• Wauquiez démissionne. Laurent Wauquiez a annoncé hier soir sur TF1 sa démission de la présidence du parti Les Républicains (LR), expliquant devoir prendre ses « responsabilités » après le faible résultat de la liste présentée par son parti aux élections européennes (8,5 %). Plusieurs personnalités du parti, dont le président du groupe LR au Sénat, Bruno Retailleau, et la présidente de la région Île-de-France, Valérie Pécresse, avaient demandé son départ.

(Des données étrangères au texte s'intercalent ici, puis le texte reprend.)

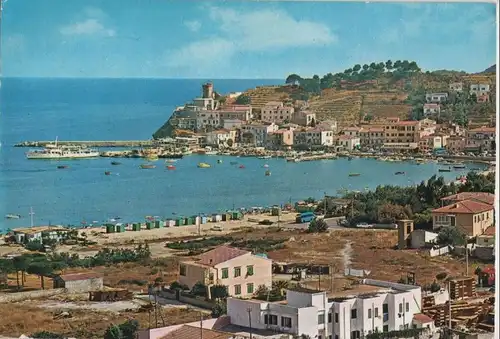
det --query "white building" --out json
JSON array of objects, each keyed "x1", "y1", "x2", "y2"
[
  {"x1": 13, "y1": 226, "x2": 69, "y2": 244},
  {"x1": 227, "y1": 279, "x2": 422, "y2": 339},
  {"x1": 261, "y1": 101, "x2": 295, "y2": 123},
  {"x1": 425, "y1": 93, "x2": 448, "y2": 104},
  {"x1": 424, "y1": 103, "x2": 441, "y2": 116},
  {"x1": 470, "y1": 84, "x2": 490, "y2": 97},
  {"x1": 293, "y1": 128, "x2": 333, "y2": 146},
  {"x1": 241, "y1": 123, "x2": 279, "y2": 147}
]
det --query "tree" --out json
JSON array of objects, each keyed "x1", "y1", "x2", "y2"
[
  {"x1": 234, "y1": 94, "x2": 252, "y2": 105},
  {"x1": 308, "y1": 218, "x2": 328, "y2": 233},
  {"x1": 285, "y1": 74, "x2": 302, "y2": 84}
]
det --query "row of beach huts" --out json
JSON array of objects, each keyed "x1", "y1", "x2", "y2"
[{"x1": 104, "y1": 211, "x2": 243, "y2": 233}]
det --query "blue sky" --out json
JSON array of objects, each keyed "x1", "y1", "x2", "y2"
[{"x1": 2, "y1": 0, "x2": 497, "y2": 78}]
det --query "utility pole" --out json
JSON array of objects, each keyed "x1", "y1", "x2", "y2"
[{"x1": 247, "y1": 307, "x2": 253, "y2": 339}]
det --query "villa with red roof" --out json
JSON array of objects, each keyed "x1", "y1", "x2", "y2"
[
  {"x1": 179, "y1": 246, "x2": 272, "y2": 297},
  {"x1": 431, "y1": 197, "x2": 494, "y2": 237}
]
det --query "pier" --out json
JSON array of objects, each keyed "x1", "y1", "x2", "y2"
[{"x1": 14, "y1": 140, "x2": 153, "y2": 147}]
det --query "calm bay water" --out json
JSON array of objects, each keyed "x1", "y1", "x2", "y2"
[{"x1": 0, "y1": 79, "x2": 482, "y2": 230}]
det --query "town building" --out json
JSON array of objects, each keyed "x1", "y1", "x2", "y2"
[
  {"x1": 179, "y1": 246, "x2": 272, "y2": 297},
  {"x1": 13, "y1": 226, "x2": 69, "y2": 244},
  {"x1": 424, "y1": 103, "x2": 441, "y2": 116},
  {"x1": 227, "y1": 279, "x2": 428, "y2": 339},
  {"x1": 449, "y1": 82, "x2": 464, "y2": 92},
  {"x1": 358, "y1": 126, "x2": 385, "y2": 149},
  {"x1": 337, "y1": 135, "x2": 361, "y2": 151},
  {"x1": 431, "y1": 200, "x2": 494, "y2": 237},
  {"x1": 291, "y1": 111, "x2": 316, "y2": 126},
  {"x1": 53, "y1": 272, "x2": 104, "y2": 293},
  {"x1": 425, "y1": 93, "x2": 448, "y2": 104},
  {"x1": 260, "y1": 101, "x2": 295, "y2": 123},
  {"x1": 293, "y1": 127, "x2": 333, "y2": 146},
  {"x1": 240, "y1": 122, "x2": 279, "y2": 147},
  {"x1": 470, "y1": 84, "x2": 490, "y2": 96},
  {"x1": 446, "y1": 136, "x2": 466, "y2": 153},
  {"x1": 267, "y1": 128, "x2": 293, "y2": 149},
  {"x1": 441, "y1": 192, "x2": 495, "y2": 206},
  {"x1": 465, "y1": 126, "x2": 496, "y2": 151}
]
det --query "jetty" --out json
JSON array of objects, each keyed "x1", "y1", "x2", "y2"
[{"x1": 14, "y1": 140, "x2": 153, "y2": 147}]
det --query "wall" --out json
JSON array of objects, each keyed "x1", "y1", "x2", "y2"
[
  {"x1": 215, "y1": 253, "x2": 272, "y2": 297},
  {"x1": 0, "y1": 288, "x2": 66, "y2": 303}
]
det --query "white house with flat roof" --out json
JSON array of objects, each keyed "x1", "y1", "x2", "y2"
[{"x1": 227, "y1": 279, "x2": 422, "y2": 339}]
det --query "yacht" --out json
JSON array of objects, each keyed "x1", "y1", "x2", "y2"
[{"x1": 26, "y1": 138, "x2": 99, "y2": 159}]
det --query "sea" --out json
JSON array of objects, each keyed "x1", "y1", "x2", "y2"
[{"x1": 0, "y1": 78, "x2": 484, "y2": 231}]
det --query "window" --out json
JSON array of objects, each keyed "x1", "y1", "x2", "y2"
[
  {"x1": 318, "y1": 313, "x2": 325, "y2": 325},
  {"x1": 281, "y1": 317, "x2": 292, "y2": 328},
  {"x1": 264, "y1": 314, "x2": 278, "y2": 325}
]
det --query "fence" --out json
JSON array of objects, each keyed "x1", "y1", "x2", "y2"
[{"x1": 0, "y1": 288, "x2": 66, "y2": 303}]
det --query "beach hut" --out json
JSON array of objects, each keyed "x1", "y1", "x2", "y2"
[
  {"x1": 231, "y1": 211, "x2": 243, "y2": 220},
  {"x1": 116, "y1": 224, "x2": 125, "y2": 233},
  {"x1": 222, "y1": 213, "x2": 231, "y2": 221},
  {"x1": 271, "y1": 206, "x2": 281, "y2": 217}
]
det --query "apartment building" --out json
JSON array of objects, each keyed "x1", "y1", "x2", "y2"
[
  {"x1": 240, "y1": 123, "x2": 279, "y2": 147},
  {"x1": 227, "y1": 279, "x2": 424, "y2": 339},
  {"x1": 179, "y1": 246, "x2": 272, "y2": 298},
  {"x1": 261, "y1": 101, "x2": 295, "y2": 123},
  {"x1": 431, "y1": 199, "x2": 494, "y2": 237},
  {"x1": 465, "y1": 126, "x2": 496, "y2": 151},
  {"x1": 293, "y1": 128, "x2": 333, "y2": 146}
]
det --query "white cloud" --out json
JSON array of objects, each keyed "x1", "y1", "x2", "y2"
[
  {"x1": 184, "y1": 20, "x2": 201, "y2": 32},
  {"x1": 167, "y1": 7, "x2": 338, "y2": 67},
  {"x1": 59, "y1": 7, "x2": 116, "y2": 37}
]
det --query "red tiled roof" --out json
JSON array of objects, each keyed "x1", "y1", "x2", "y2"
[
  {"x1": 432, "y1": 200, "x2": 493, "y2": 214},
  {"x1": 413, "y1": 313, "x2": 434, "y2": 324},
  {"x1": 482, "y1": 225, "x2": 496, "y2": 236},
  {"x1": 199, "y1": 246, "x2": 250, "y2": 266},
  {"x1": 441, "y1": 192, "x2": 495, "y2": 205},
  {"x1": 159, "y1": 325, "x2": 233, "y2": 339},
  {"x1": 59, "y1": 272, "x2": 102, "y2": 281}
]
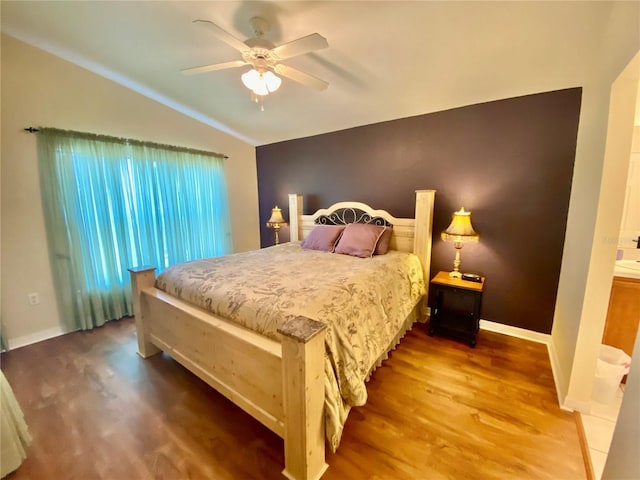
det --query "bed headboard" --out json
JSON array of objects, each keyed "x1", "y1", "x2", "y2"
[{"x1": 289, "y1": 190, "x2": 436, "y2": 281}]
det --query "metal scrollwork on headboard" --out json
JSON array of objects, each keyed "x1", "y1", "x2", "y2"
[{"x1": 315, "y1": 208, "x2": 393, "y2": 227}]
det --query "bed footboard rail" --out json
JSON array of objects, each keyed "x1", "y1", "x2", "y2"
[{"x1": 129, "y1": 267, "x2": 327, "y2": 480}]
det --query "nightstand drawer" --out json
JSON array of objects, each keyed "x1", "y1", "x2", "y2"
[{"x1": 429, "y1": 272, "x2": 484, "y2": 347}]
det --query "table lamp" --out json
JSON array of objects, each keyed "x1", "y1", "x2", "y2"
[
  {"x1": 267, "y1": 205, "x2": 287, "y2": 245},
  {"x1": 442, "y1": 208, "x2": 480, "y2": 278}
]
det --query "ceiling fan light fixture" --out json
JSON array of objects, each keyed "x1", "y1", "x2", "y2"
[{"x1": 242, "y1": 68, "x2": 282, "y2": 95}]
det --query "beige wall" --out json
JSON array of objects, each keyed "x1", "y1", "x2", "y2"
[
  {"x1": 0, "y1": 35, "x2": 260, "y2": 346},
  {"x1": 552, "y1": 2, "x2": 640, "y2": 411}
]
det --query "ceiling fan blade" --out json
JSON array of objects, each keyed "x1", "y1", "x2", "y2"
[
  {"x1": 193, "y1": 19, "x2": 249, "y2": 52},
  {"x1": 271, "y1": 33, "x2": 329, "y2": 60},
  {"x1": 273, "y1": 64, "x2": 329, "y2": 91},
  {"x1": 180, "y1": 60, "x2": 249, "y2": 75}
]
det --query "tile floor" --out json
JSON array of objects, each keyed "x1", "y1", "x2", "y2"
[{"x1": 581, "y1": 385, "x2": 624, "y2": 480}]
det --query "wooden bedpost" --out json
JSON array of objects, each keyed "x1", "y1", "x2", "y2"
[
  {"x1": 129, "y1": 267, "x2": 160, "y2": 358},
  {"x1": 278, "y1": 317, "x2": 328, "y2": 480},
  {"x1": 289, "y1": 193, "x2": 302, "y2": 242},
  {"x1": 413, "y1": 190, "x2": 436, "y2": 321}
]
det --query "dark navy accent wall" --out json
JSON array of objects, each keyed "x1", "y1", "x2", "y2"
[{"x1": 256, "y1": 88, "x2": 582, "y2": 333}]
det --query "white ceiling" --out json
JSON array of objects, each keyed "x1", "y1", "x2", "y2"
[{"x1": 1, "y1": 0, "x2": 632, "y2": 145}]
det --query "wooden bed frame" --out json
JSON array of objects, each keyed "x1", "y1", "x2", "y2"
[{"x1": 129, "y1": 190, "x2": 435, "y2": 480}]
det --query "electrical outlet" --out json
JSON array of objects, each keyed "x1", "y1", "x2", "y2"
[{"x1": 27, "y1": 292, "x2": 40, "y2": 306}]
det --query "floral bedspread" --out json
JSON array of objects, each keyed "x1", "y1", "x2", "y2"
[{"x1": 156, "y1": 242, "x2": 426, "y2": 451}]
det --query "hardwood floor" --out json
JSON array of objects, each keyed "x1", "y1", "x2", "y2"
[{"x1": 1, "y1": 319, "x2": 586, "y2": 480}]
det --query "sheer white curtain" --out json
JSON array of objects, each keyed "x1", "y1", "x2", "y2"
[{"x1": 38, "y1": 128, "x2": 231, "y2": 331}]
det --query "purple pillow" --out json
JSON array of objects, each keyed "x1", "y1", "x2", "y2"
[
  {"x1": 335, "y1": 223, "x2": 385, "y2": 258},
  {"x1": 300, "y1": 225, "x2": 344, "y2": 252},
  {"x1": 374, "y1": 227, "x2": 393, "y2": 255}
]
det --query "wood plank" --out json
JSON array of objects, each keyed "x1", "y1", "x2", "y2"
[
  {"x1": 0, "y1": 319, "x2": 586, "y2": 480},
  {"x1": 142, "y1": 288, "x2": 284, "y2": 436}
]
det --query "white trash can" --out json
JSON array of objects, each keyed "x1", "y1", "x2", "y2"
[{"x1": 591, "y1": 345, "x2": 631, "y2": 403}]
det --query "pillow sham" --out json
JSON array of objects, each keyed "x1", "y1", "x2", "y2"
[
  {"x1": 300, "y1": 225, "x2": 344, "y2": 252},
  {"x1": 335, "y1": 223, "x2": 385, "y2": 258},
  {"x1": 373, "y1": 227, "x2": 393, "y2": 255}
]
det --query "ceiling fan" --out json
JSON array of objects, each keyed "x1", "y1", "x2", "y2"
[{"x1": 182, "y1": 17, "x2": 329, "y2": 101}]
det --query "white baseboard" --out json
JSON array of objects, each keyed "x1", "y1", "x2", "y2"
[
  {"x1": 480, "y1": 319, "x2": 551, "y2": 345},
  {"x1": 480, "y1": 319, "x2": 575, "y2": 411},
  {"x1": 7, "y1": 326, "x2": 65, "y2": 350}
]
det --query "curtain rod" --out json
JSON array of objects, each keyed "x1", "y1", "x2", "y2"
[{"x1": 23, "y1": 127, "x2": 229, "y2": 160}]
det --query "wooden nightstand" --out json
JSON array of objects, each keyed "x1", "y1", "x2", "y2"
[{"x1": 429, "y1": 272, "x2": 485, "y2": 347}]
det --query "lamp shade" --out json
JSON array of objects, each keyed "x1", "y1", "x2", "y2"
[
  {"x1": 242, "y1": 68, "x2": 282, "y2": 95},
  {"x1": 267, "y1": 205, "x2": 287, "y2": 227},
  {"x1": 442, "y1": 208, "x2": 479, "y2": 242}
]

  • Abus sexuels dans l’Église. La commission indépendante instaurée par la Conférence des évêques de France pour faire la lumière sur les abus sexuels dans l’Église catholique a lancé aujourd’hui un appel à témoignages. Elle a mis en place un numéro de téléphone, une adresse e-mail et une adresse postale pour recueillir pendant un an la parole de toute personne ayant été victime d’abus sexuels par des prêtres, des religieux et des religieuses depuis les années 1950.

  • Nissan et Renault. Le directeur général du constructeur automobile japonais Nissan, Hiroto Saikawa, a déclaré aujourd’hui qu’un « examen fondamental des liens actuels entre Renault et Nissan » serait nécessaire si le groupe français acceptait le projet de fusion avec Fiat Chrysler Automobiles. Les constructeurs français et japonais ont noué en 1999 une alliance stratégique et Renault possède 43,4 % de Nissan tandis que Nissan possède 15 % de Renault (sans droits de vote).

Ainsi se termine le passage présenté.